Yet for all the sense of war—of war as the place where they were—they never knew what was happening unless they’d done it themselves. When the supplies Lieutenant Boren was waiting for failed to arrive, they hadn’t an idea why until they got the news—unsubstantiated at first, but finally confirmed by messenger in spite of their communications being severed—that General Cheatham had torn up the tracks. The cars couldn’t get through, and the regiment was living on half rations and forage with the rest of Grant’s men.

Men became edgier on patrols. There were more rumors, this time that Van Dorn was nipping at the army’s rear and that he’d actually taken Holly Springs and burned the depot and, with it, the army’s commissary and quartermaster stores.

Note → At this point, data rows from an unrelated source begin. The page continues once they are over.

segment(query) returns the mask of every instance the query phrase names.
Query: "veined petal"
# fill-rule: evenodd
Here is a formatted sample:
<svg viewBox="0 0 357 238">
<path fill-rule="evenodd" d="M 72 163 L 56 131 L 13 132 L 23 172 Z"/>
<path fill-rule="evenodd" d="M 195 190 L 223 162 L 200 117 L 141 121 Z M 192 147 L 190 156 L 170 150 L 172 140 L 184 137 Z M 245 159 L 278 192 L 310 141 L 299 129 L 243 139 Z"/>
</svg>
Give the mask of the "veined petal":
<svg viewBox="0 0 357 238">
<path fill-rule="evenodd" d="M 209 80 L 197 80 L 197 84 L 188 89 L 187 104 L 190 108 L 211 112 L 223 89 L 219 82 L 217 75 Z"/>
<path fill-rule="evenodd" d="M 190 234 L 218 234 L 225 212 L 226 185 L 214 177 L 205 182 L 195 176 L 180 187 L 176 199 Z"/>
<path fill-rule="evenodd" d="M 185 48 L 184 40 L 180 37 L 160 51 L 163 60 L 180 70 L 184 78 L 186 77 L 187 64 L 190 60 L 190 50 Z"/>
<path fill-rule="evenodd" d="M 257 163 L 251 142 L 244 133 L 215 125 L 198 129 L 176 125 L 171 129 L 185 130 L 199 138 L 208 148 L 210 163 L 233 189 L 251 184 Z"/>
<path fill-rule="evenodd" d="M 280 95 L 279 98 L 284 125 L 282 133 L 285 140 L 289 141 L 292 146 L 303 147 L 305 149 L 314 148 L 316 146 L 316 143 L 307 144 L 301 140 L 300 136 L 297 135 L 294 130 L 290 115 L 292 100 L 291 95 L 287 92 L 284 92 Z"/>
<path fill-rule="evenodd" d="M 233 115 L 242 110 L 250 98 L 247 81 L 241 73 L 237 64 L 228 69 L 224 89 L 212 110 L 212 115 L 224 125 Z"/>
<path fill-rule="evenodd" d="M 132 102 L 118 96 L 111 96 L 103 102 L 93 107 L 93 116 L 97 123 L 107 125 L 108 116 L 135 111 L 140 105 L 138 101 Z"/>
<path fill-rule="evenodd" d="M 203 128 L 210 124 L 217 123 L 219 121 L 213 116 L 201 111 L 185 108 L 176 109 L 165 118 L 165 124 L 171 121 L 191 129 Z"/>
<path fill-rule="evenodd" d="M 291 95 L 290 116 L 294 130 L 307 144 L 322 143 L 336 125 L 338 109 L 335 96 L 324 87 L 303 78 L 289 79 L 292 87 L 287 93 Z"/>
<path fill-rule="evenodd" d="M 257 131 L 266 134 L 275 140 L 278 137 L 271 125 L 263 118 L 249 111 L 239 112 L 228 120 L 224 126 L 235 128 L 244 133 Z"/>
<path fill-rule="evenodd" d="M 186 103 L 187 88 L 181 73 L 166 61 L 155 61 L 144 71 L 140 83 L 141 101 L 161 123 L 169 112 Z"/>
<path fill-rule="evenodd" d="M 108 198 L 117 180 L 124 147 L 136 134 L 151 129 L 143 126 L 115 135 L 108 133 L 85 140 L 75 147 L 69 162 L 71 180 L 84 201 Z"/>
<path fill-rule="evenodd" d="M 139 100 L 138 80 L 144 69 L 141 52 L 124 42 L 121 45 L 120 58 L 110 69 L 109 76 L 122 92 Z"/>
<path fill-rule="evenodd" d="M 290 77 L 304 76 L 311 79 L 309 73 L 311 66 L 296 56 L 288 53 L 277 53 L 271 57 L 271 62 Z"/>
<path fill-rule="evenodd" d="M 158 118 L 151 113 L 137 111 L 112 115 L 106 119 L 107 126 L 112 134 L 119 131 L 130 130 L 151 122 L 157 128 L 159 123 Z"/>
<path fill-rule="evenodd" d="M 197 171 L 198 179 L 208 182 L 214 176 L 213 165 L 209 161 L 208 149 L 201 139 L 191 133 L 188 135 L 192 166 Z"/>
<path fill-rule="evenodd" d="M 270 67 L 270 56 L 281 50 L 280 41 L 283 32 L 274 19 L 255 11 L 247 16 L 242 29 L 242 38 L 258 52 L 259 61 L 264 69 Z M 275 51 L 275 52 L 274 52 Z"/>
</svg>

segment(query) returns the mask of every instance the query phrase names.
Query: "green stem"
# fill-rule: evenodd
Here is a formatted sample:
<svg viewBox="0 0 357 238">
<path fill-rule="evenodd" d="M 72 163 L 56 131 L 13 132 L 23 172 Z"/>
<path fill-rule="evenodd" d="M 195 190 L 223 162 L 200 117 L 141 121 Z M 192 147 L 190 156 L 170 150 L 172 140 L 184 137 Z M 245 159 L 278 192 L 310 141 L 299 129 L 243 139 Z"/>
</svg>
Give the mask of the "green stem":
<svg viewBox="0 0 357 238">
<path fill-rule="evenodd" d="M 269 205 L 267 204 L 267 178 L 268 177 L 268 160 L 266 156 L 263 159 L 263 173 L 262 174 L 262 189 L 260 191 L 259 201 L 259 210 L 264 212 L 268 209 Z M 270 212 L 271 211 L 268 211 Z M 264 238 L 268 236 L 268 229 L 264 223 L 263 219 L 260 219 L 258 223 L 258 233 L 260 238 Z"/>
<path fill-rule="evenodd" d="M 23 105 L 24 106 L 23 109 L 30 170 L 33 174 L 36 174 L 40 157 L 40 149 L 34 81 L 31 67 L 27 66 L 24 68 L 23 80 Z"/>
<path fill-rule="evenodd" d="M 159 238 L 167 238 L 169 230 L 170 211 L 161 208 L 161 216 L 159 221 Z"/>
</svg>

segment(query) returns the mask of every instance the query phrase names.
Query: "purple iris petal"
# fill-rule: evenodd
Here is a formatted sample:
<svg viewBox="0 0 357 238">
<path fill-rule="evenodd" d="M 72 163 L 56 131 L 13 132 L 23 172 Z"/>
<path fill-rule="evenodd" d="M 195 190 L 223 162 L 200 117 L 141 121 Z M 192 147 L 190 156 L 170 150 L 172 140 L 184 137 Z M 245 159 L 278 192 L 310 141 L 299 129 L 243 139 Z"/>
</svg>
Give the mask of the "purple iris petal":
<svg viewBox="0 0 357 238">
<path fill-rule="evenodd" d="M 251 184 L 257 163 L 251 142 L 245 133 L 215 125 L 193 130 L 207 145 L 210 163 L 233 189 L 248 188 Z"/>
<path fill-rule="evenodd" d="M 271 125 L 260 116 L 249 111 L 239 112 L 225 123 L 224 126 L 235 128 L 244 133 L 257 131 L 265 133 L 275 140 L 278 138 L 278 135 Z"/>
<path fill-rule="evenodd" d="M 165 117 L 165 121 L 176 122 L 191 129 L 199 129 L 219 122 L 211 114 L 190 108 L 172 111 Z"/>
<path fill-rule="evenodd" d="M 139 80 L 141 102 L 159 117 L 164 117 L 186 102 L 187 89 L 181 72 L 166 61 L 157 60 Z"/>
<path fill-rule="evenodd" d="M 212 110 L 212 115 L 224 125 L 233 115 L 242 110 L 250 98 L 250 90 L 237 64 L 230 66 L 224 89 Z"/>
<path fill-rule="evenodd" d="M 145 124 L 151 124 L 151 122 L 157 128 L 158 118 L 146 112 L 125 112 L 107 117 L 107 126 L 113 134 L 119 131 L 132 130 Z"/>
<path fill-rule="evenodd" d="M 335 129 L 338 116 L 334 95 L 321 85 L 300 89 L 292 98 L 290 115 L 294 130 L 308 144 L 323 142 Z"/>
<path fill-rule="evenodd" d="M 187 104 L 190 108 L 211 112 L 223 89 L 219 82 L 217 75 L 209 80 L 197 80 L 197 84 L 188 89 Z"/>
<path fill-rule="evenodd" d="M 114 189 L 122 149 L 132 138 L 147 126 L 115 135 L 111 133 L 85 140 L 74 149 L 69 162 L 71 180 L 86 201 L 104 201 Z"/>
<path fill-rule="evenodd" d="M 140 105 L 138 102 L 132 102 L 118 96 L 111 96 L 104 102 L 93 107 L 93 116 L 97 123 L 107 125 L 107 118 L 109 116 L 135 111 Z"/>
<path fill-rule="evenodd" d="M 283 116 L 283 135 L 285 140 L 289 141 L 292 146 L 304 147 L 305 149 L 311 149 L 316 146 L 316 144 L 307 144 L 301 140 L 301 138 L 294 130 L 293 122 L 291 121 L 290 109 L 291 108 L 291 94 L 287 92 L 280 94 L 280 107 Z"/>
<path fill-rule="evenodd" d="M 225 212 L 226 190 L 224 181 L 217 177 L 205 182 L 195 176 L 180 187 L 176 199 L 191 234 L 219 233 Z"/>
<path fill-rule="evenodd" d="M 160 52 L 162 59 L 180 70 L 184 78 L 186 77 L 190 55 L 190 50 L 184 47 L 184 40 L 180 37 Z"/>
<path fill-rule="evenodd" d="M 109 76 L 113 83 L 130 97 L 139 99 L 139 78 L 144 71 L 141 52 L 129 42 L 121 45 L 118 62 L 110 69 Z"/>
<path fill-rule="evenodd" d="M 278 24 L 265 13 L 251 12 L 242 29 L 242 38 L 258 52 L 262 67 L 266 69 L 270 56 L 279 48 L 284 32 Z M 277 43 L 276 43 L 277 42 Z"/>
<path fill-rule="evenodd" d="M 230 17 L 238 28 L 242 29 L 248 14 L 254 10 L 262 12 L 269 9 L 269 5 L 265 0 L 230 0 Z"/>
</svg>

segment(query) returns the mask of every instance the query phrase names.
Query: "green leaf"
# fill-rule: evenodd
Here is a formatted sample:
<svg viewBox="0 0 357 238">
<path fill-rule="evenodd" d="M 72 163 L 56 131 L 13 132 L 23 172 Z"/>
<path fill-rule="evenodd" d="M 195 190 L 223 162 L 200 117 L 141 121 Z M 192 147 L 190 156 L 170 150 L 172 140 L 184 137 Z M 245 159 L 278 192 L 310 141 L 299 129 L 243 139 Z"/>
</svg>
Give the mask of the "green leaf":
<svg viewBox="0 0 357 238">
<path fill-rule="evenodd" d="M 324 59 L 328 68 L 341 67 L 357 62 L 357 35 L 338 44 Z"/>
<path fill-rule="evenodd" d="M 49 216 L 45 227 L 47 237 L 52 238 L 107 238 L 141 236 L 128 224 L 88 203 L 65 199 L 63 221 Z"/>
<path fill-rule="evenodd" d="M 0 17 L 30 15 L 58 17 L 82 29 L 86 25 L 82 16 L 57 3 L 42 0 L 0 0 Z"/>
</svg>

Then there was the certain news a few days before Christmas that he was headed straight for them in force—ten thousand strong and fully prepared to capture their six shrunken companies: the two hundred and fifty men who stood alone to guard the Mississippi Central’s railroad lines.

There was general alarm among the men, yet things happened so astonishingly and so quickly, that it was not something they had to consider long, though there was no end of considering it in the days that followed. It was a story for all time, John was certain, a story for every single man and officer who was there—who had been there—and to his great and amazed pleasure, four days after Christmas, he told it first to his cousin Menomen.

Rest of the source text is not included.